Author: InvisibleUser Team
Categories: Open-Source Software
You cannot trust a program if it is not open-source software! Always go for free software solutions if privacy and security are crucial. This article is our analysis of the problems that come with the lack of transparency around closed-source software and we will explain how to review proprietary applications.
Closed source software is shipped in a format that allows you to install the program or run it directly on your computer/mobile device. The technical term for making executables from source code are to “compile” or “build” a program. There is no way to access the code of a program that has been pre-compiled by the developer. We cannot easily convert an executable back to source code, since the developer compiled it to binary code. That means ones and zeros, like “01011000”, for example, which stands for the letter “X” in ASCII binary code. Binary code can only be understood by machines and is used to give the CPU instructions. 1 and 0, true and false, switching the electrical current on and off.
If you do not have the source code directly from the developer, the only option to get to it is reverse engineering. That means trying to find out how a program works and what code was probably used. Reverse engineering is difficult and time-consuming. It is also not always successful, although you learn a lot about how a program executes, in the process.
The process is done by performing the creation of the executable in reverse order. It often starts with disassembling the code. That is a process where binary machine code is translated back into assembly language code. Assembly is a very low-level programming language, but still readable for humans, unlike pure binary code composed of ones and zeros.
There are very good open-source disassemblers (list) like Radare2 or Binary Ninja available, but the assembly code they produce can still be far away from the original. Things might work differently than intended by the software you are attempting to disassemble. Oftentimes, jumps from one location of the original program to another (distance measured in bytes) cannot be captured correctly by the disassembler. The same applies to branches in the original code or conditional statements like if, else and switch. (switch statements in C++ are known to be heavily changed by an optimising compiler to increase performance.)
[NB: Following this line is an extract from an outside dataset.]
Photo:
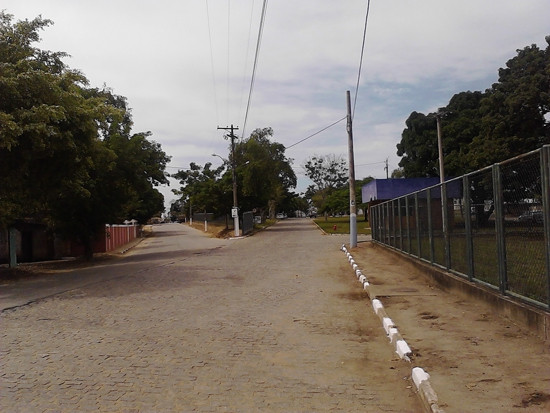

The main reason for the difficulties are changes that compilers make: They do not simply translate to machine language, but process a statement and its “neighbours” together or mix data into the Assembly file’s .code section (or vice versa code into .data). While this optimises file size and speed, it makes decifering almost impossible, since it is hard to separate code from data and information is lost by “mixing” statements close to each other.
Even when the disassembler did a great job, there are still obstacles to overcome. Assembly is a very low-level programming language and most programmers have to invest a lot of time into the resulting code or cannot read it at all. The assembly code you get is still far away from the original source code in high-level languages like Python, Java or C++. The assembly code might help reviewing the software, but it does not give you all the answers you were looking for. Assembly can be very cryptic and even programmers that are used to understanding assembly can get stuck. This is especially true for very large and complex programs.
Therefore, disassembling closed-source software does not necessarily increase transparency. It cannot replace open-source programs. Software developers that do not release their source code do this for understandable reasons. They definitely know how difficult or impossible it is to recover source code after compiling. Only providing binaries helps them protect their work, although it does not stop piracy at all.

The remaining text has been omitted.